À Paris, l’Institut iReMMO a organisé, en partenariat avec Yaani, un débat public intitulé "Loi Yadan : cheval de Troie de l’autoritarisme ?". Cette rencontre s’est tenue dans un contexte de vives discussions autour des évolutions législatives liées à la critique de l’occupation israélienne et à la liberté d’expression en France. Le débat a rassemblé Dominique Vidal, journaliste et historien spécialiste du conflit israélo-palestinien, Thomas Vescovi, doctorant en études politiques et cofondateur de Yaani, ainsi que François Dubuisson, docteur en droit international.
Une loi au cœur des controverses juridiques et politiques
Au centre des échanges figurait la loi dite Yadan, un projet législatif critiqué pour ses implications sur la liberté d’expression. Selon les intervenants, ce texte vise à encadrer, voire restreindre, les prises de position publiques contestant la politique menée par Israël dans les territoires palestiniens.
Les participants ont analysé les conséquences juridiques potentielles de cette loi, notamment en ce qui concerne la criminalisation de certaines formes de discours politiques, associatifs ou universitaires liés à la Palestine occupée. Plusieurs exemples de précédents juridiques et de débats parlementaires ont été évoqués afin d’éclairer les enjeux concrets du texte.
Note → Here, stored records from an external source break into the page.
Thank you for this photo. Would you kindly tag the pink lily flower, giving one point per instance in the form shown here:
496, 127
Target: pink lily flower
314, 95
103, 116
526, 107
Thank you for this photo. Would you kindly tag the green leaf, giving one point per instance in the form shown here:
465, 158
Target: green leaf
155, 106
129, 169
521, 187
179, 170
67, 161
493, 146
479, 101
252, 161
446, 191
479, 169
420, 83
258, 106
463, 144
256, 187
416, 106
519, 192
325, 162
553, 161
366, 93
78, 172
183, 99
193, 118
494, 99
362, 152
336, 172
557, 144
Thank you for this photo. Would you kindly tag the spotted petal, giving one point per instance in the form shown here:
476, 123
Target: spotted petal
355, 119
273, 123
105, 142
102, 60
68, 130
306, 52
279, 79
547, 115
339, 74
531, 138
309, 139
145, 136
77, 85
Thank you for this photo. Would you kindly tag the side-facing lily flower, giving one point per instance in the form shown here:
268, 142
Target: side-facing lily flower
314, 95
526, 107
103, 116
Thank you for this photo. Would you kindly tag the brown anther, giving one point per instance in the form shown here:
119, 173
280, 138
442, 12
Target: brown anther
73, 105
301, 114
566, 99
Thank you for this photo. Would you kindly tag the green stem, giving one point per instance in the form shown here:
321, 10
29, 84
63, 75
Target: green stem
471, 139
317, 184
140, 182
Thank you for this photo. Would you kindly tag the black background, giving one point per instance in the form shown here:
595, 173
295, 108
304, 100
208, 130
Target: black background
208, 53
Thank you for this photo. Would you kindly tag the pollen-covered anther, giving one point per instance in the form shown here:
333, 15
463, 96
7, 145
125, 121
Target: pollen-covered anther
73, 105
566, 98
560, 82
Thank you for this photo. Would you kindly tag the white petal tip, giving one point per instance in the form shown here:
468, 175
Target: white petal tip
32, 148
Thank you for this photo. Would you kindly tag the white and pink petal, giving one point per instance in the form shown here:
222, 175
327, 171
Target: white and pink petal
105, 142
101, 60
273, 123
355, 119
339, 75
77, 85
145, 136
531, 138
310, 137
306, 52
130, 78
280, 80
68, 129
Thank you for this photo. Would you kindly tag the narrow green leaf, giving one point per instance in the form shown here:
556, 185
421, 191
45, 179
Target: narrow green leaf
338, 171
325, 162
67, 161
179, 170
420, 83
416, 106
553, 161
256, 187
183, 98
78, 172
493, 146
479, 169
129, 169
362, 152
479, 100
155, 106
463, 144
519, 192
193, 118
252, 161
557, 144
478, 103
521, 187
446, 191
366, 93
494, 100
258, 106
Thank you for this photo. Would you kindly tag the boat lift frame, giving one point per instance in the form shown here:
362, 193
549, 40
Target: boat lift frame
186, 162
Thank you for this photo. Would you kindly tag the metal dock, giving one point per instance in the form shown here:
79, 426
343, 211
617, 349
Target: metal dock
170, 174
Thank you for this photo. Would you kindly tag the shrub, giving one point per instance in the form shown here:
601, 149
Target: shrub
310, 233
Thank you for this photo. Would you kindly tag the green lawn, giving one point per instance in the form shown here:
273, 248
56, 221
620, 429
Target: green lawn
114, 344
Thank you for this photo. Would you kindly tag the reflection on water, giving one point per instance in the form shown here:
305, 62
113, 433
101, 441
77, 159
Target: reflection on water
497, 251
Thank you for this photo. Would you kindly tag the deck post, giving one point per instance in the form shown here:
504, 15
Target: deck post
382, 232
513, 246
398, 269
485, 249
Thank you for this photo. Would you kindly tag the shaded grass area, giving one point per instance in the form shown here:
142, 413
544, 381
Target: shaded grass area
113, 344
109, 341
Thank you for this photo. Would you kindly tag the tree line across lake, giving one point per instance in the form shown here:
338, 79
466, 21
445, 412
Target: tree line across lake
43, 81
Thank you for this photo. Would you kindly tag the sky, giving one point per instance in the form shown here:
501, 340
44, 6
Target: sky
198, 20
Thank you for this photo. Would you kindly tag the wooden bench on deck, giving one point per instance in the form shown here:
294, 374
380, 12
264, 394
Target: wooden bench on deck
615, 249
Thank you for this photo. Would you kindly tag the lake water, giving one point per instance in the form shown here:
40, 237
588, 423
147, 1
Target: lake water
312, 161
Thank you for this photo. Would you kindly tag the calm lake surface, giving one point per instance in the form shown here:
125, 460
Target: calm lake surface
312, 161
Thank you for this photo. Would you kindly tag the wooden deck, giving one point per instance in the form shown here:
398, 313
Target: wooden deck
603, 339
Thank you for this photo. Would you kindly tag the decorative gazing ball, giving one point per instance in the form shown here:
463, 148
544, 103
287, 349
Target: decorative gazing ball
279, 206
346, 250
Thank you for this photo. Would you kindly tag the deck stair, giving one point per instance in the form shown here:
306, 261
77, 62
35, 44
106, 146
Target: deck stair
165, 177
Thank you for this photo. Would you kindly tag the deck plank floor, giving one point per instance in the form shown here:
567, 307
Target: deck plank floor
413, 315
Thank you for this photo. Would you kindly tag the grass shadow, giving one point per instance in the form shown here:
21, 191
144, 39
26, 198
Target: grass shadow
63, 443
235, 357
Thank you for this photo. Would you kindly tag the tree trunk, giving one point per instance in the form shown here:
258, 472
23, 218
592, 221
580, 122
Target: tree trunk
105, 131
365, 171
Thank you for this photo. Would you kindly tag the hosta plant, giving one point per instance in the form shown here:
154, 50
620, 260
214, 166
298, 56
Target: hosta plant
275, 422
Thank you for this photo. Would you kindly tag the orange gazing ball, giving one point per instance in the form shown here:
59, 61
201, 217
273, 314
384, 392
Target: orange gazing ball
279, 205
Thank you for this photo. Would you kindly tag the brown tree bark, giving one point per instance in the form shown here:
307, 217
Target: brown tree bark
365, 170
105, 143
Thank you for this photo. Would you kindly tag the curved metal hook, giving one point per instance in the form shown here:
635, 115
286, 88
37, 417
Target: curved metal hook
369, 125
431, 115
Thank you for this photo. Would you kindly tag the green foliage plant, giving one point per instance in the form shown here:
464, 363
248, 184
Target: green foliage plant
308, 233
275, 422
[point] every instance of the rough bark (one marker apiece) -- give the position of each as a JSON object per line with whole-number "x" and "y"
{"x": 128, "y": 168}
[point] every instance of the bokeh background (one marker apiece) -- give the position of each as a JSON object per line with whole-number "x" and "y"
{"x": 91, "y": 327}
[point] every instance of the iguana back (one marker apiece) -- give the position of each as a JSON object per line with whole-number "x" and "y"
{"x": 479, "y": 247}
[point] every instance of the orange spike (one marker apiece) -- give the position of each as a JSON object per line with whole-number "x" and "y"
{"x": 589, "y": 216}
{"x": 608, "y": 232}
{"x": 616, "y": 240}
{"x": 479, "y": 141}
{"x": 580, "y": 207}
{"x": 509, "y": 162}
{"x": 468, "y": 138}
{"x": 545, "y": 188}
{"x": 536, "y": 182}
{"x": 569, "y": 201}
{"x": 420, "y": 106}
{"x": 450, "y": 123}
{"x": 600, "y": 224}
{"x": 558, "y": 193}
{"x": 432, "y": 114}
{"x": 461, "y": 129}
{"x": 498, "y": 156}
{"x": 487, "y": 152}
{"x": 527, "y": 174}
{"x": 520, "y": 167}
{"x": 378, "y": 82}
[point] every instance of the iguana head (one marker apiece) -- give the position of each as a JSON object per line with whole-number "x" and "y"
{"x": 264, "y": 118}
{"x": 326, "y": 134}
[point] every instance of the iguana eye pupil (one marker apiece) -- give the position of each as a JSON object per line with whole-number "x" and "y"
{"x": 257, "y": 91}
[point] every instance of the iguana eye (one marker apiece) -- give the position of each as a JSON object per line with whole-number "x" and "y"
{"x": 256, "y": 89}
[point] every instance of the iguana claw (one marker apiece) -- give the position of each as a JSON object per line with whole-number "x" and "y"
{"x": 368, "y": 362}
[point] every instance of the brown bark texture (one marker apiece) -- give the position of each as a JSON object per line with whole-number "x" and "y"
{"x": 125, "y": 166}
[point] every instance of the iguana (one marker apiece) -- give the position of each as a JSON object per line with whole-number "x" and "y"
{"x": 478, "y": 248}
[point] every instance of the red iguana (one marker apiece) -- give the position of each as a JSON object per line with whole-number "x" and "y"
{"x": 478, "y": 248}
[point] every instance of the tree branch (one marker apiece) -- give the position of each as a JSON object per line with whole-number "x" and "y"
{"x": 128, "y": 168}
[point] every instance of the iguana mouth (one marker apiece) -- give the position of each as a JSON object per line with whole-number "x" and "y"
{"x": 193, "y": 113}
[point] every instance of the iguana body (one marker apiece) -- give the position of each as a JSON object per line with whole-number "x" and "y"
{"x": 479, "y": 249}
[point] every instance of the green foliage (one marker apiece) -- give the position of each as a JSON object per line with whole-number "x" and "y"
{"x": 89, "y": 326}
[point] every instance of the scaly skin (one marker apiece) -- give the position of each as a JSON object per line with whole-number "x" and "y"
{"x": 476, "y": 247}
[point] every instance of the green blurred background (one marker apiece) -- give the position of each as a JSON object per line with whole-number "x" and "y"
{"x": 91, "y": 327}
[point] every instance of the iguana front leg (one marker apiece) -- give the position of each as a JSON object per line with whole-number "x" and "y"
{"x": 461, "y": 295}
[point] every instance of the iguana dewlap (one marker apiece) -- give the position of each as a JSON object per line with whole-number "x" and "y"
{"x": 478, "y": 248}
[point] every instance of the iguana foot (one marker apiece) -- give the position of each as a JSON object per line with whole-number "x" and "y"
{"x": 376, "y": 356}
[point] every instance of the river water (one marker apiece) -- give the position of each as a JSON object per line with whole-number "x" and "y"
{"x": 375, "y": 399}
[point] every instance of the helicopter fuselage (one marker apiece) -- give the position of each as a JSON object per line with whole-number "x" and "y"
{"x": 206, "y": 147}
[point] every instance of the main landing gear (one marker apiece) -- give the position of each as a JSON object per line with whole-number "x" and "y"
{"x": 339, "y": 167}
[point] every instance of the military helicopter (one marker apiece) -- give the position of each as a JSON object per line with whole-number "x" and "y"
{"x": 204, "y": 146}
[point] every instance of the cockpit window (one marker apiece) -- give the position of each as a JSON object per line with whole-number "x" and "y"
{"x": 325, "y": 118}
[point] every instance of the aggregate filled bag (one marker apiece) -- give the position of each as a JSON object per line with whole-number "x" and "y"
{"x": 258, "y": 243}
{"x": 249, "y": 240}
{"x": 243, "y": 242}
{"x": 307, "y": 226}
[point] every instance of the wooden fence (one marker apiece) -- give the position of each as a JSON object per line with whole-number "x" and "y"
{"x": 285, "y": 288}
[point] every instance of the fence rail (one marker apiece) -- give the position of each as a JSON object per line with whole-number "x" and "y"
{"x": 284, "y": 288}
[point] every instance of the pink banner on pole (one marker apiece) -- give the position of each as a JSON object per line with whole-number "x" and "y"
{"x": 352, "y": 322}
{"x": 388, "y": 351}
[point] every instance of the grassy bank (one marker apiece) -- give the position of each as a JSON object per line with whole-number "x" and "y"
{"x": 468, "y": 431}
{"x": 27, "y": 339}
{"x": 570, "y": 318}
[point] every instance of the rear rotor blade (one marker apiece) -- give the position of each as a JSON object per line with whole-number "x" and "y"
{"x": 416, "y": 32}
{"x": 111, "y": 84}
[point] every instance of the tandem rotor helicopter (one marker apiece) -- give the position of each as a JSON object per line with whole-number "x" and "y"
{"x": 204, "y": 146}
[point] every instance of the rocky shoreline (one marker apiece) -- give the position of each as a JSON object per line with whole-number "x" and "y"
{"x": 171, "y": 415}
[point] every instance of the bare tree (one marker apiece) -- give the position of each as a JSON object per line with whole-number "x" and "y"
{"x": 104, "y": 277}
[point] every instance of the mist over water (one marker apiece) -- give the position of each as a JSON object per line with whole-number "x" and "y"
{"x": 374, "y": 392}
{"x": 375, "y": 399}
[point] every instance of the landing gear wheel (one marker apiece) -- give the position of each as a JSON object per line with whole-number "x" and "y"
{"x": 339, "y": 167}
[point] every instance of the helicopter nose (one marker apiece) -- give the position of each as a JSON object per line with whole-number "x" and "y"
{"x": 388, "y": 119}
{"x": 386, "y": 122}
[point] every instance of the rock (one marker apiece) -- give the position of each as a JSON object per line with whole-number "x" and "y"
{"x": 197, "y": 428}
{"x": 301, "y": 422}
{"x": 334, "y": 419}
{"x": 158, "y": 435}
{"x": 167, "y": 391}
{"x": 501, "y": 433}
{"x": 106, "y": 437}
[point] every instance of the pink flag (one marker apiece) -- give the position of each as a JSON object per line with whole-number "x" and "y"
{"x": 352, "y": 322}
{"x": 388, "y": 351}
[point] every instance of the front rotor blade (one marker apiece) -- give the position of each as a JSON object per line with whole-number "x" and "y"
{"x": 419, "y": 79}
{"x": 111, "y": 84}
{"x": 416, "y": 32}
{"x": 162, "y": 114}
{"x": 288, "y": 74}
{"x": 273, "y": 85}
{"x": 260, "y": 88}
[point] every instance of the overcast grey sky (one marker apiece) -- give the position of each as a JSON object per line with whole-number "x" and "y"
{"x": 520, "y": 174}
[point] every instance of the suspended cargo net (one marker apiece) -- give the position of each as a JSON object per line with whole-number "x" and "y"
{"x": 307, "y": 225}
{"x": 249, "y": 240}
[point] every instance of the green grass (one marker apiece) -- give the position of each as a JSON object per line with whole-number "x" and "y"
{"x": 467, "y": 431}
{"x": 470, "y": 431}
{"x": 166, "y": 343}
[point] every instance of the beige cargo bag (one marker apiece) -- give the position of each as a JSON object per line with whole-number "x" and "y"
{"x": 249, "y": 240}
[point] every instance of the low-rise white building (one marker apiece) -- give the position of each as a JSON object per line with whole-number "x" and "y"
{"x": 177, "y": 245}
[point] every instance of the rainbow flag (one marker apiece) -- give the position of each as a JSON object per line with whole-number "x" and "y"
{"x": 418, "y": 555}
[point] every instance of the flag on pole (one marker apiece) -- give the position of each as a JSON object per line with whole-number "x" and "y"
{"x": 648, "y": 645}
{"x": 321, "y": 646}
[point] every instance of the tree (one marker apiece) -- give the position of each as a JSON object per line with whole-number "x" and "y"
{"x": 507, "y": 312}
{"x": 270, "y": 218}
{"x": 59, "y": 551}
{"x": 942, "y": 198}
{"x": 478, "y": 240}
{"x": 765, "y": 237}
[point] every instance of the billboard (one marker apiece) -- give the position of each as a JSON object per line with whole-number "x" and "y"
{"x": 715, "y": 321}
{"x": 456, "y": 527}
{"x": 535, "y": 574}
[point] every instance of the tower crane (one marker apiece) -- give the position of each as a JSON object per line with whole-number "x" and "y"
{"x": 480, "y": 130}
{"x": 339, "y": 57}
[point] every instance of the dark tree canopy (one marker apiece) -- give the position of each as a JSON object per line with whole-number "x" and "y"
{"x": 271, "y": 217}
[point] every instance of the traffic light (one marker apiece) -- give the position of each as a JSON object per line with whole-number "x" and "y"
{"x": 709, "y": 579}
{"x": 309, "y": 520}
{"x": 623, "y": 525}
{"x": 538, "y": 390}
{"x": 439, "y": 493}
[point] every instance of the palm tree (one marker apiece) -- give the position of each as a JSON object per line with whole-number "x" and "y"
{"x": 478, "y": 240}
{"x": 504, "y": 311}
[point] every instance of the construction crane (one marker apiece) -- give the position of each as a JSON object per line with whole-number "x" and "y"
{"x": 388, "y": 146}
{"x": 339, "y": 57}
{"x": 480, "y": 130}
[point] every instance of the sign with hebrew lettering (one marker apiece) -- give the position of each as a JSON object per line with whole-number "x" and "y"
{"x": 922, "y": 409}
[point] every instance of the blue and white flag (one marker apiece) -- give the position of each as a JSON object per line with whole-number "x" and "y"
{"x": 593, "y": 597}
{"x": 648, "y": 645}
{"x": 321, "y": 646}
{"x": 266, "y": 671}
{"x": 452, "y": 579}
Liberté d’expression et débat public sur la Palestine
Les échanges ont également porté sur l’impact plus large de ce projet de loi sur le débat public en France. Les intervenants ont souligné que les critiques de l’occupation israélienne, exprimées dans un cadre politique, académique ou citoyen, s’inscrivent dans un débat international reconnu par le droit et les instances multilatérales.
La rencontre a permis de replacer la loi Yadan dans un contexte plus large de tensions autour de la liberté d’expression, du droit international et de la possibilité de formuler des critiques politiques sans risquer de poursuites judiciaires.